HostSo the system forces us to play it safe instead of being honest? That seems like it would eventually lead to a lot of frustration, especially if a race is really tight.
GuestIt absolutely does, and we saw this play out in a massive way in the year 2000. In the race for president, it all came down to Florida. George W. Bush won the state and the whole country by only about five hundred votes. That's a tiny number. But in that same state, a third candidate named Ralph Nader got nearly one hundred thousand votes. Now, most of the people who voted for Nader were on the left. If he hadn't been on the ballot, the math suggests those voters would've picked Al Gore over Bush. Nader argued he was giving people a real choice, but because of the way the system works, his presence shifted the win to the person who was the total opposite of what he stood for.

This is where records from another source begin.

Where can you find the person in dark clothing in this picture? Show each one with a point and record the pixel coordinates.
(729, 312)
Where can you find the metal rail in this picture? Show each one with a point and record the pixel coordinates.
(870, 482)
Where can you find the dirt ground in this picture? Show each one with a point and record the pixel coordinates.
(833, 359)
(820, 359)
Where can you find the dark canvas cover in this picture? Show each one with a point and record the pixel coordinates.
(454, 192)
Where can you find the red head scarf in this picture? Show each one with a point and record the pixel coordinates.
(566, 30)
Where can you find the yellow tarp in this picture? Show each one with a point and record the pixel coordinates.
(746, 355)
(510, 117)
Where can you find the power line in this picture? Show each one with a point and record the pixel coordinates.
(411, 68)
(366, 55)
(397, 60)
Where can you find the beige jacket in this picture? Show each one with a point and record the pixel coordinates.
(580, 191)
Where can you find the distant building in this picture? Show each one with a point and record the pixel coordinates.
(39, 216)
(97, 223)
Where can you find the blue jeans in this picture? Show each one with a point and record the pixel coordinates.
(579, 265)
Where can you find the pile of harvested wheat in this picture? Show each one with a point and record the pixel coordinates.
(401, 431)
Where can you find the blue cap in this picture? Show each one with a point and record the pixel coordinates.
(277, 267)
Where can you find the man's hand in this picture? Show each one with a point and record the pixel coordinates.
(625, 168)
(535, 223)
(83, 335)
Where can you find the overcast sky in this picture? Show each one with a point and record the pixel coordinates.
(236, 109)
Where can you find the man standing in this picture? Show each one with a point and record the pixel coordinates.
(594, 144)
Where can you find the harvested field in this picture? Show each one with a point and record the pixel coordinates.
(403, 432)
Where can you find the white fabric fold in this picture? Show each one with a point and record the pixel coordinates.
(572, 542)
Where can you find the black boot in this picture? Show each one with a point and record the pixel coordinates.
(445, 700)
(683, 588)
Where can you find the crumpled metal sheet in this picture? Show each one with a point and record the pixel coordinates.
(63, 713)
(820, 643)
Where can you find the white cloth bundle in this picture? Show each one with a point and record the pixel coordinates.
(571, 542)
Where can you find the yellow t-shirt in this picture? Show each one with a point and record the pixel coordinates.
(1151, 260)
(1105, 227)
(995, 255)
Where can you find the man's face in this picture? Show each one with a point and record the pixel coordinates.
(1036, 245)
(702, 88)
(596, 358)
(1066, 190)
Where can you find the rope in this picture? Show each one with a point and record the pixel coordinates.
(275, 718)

HostIt's like a tiny weight that can tip a giant scale if it sits in just the right spot.
GuestThat's exactly what we call the lever effect. A very small group of voters can end up having total control over the result because they act as a swing weight between two giants. In a close race, the person with the least support often has the most power to decide who actually gets to lead.
HostThe keys to the whole country end up being held by the one percent who decided to walk a different path.
GuestIt means that in our current system, the most important person in the room is often the one who can't actually win the race.
HostThe person with the least chance to lead ends up being the one who picks the leader.